Last Chance ‘Education and Counseling’ Offered to Unvaccinated Federal Workers Before Job Termination: CDC

By Katabella Roberts
Katabella Roberts
Katabella Roberts
Katabella Roberts is a reporter currently based in Turkey. She covers news and business for The Epoch Times, focusing primarily on the United States.
October 25, 2021 Updated: October 25, 2021

The Biden administration plans to provide “education and counseling” to federal workers who don’t get vaccinated by December, Centers for Disease Control and Prevention (CDC) Director Dr. Rochelle Walensky said on Oct. 20.

On Sept. 9, President Joe Biden announced sweeping measures that focus on the federal government, the health care sector, and private businesses. Federal workers and federal contractors will be required to get a COVID-19 vaccine. Contractors have until Dec. 8 to mandate their employees to get the shot. Federal contractors can’t allow their employees to opt out.

The deadline has been praised by public health officials and Democrats as a way of boosting the U.S. vaccination rate amid the COVID-19 pandemic.

But Republicans, businesses, and unions fear that the rule could have widespread damaging economic effects and might create further labor shortages as workers refuse to get vaccinated. The deadline also comes shortly before the peak holiday season, prompting further concerns to the economy.

Some GOP-led states have threatened to sue the administration over the vaccine mandate that requires businesses with 100 or more employees to ensure their workforce is fully vaccinated.

Epoch Times Photo
Centers for Disease Control and Prevention Director Dr. Rochelle Walensky during a Senate Appropriations Subcommittee hearing in Washington on May 19, 2021. (Greg Nash/Pool/Getty Images)

Speaking at a press briefing at the White House on Oct. 20, Walensky said the administration doesn’t want to “punish” workers who don’t get vaccinated by the December deadline and will instead offer them education and counseling in an effort to persuade them to have the shots.

“For the small number of people who do not comply by the deadline, the first step is a period of education and counseling,” Walensky said.

The CDC director noted that this period of counseling will come before unvaccinated federal employees are removed from their roles.

“It’s important to remember that this is a process, and the point here is to get people vaccinated, not to—not to punish them. So agencies will not be removing employees from federal service until after they’ve gone through a process of education and counseling,” Walensky said.

“And just like federal agencies, contractors will follow standard processes for accommodations and enforcement among their employees.”

Walensky stressed that the requirement for federal workers to be vaccinated by the December deadline will “not cause disruptions to government services that people depend on,” adding that agencies have “the flexibility necessary to enforce the mandate without impacting critical operations.”

“And we all know, as we’ve talked about over and over, getting more people vaccinated—and vaccination requirements are very effective tools—will accelerate the path out of the pandemic,” she said.

The vaccine requirement comes at a time when industries across the United States are facing acute bottlenecks in supply chains, such as material and worker shortages as well as the skyrocketing prices of materials, driven by pandemic lockdown measures.

These issues have also affected consumers, who are now faced with empty shelves and higher prices on top of rising inflation levels.

Meanwhile, the Biden administration has been focused heavily on pushing two major spending measures through Congress.

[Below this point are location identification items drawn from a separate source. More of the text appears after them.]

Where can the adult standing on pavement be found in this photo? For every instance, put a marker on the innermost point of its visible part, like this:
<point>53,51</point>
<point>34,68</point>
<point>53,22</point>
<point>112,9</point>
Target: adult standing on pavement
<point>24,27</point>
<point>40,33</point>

A bipartisan infrastructure bill worth $1.2 trillion was approved by the Senate in August. That legislation is currently being held up in the House as some progressive Democrats have said it will only be approved if the Senate also approves the $3.5 trillion social and climate spending bill.

Last week, a group of 160 Republican lawmakers sent a letter to the president urging him to “reevaluate his priorities” and address the supply chain and ports crisis facing the nation before considering additional social spending and taxation legislation.

“We must address the global supply chain and ports crisis before Congress even considers additional social spending and taxation legislation. Our priority right now should be strengthening our nation’s economy and increasing our global competitiveness,” the letter reads.

The letter goes on to accuse the Biden administration of further fueling the current crisis by raising energy costs and triggering inflation through “reckless unchecked spending” and “attacking American businesses.”

Katabella Roberts is a reporter currently based in Turkey. She covers news and business for The Epoch Times, focusing primarily on the United States.